Derrière une porte en bois vert, avec le nom du dernier habitant de la maison, Manuela Fernández Macías, écrit sur le linteau pour le facteur laissera les cartes, la cave apparaît. A gauche, une vieille cobwebbed, magazines à potins quinze ans éparpillés sur le sol, un équilibre romain avec mur de pierre et mordaient sur une horloge de cheminée, arrêté à trois et il y a un demi-buffet en vue. En arrière-plan, dans les plus sombres du séjour et le coin le plus humide, il est le tombeau de Claude.

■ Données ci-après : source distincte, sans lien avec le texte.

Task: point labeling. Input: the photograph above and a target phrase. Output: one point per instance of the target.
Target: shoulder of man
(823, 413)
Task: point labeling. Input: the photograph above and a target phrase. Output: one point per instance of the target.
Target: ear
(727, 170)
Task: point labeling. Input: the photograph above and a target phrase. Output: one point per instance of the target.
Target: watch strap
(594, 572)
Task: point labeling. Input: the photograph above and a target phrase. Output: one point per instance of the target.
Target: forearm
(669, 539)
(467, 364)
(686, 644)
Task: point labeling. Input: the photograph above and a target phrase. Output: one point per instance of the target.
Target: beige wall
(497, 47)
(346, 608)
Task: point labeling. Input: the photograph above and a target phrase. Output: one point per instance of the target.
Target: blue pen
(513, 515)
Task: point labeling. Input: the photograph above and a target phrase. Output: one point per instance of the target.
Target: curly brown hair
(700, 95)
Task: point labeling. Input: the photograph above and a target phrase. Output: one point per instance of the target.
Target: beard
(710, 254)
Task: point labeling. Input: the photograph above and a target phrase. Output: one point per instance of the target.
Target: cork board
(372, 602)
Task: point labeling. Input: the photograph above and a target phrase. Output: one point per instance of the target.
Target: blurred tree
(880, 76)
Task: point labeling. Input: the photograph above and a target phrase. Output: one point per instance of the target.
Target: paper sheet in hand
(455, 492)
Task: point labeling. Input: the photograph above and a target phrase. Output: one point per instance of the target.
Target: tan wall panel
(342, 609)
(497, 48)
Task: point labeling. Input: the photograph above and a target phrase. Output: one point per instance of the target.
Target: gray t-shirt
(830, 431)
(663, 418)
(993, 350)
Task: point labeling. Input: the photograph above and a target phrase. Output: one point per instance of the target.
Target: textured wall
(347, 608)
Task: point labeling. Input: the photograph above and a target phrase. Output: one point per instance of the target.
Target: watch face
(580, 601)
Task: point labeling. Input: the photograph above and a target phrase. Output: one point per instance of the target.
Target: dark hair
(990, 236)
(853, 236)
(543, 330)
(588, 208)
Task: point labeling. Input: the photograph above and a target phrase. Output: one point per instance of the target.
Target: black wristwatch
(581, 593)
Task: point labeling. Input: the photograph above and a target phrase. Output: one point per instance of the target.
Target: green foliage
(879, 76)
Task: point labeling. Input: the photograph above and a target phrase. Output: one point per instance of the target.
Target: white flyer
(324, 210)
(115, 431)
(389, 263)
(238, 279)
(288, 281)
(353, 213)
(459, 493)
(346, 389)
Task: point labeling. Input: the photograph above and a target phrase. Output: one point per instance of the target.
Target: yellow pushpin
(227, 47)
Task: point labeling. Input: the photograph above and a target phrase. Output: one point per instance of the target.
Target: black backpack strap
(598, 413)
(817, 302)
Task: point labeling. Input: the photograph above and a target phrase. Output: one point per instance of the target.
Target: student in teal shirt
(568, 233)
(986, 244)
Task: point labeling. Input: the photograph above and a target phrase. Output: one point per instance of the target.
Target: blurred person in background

Condamné à dix ans de prison pour avoir participé à la révolution de 1934, amnistié par le Front populaire et combattu dans l’armée républicaine pendant la première année de la guerre civile, Claudio Macías Fernandez était retourné à son domicile Villalibre Compétence (Priaranza) à l’automne de 1937, comme des centaines d’autres militants Bercianos, lorsque le front des Asturies effondré et les troupes de Franco sont entrés Oviedo et Gijón. Simple et peu plus de trente ans, Claudio probablement mort d’une pneumonie, en se cachant dans ses représailles maison avait déjà coûté la vie de son frère Arsenio, 16, tué par pas lui donner suite et enterré dans la courbe de la N-536 en Villalibre, cinq cents mètres du village.

Claudio sentait mourir et préparé ses funérailles. Il a demandé à sa mère et ses sœurs qui enveloppent votre corps dans des couvertures, étant placées dans un coffre en bois, et tranquillement enterrés dans la même cave de la maison pour épargner la vengeance de ceux qui l’ont demandé.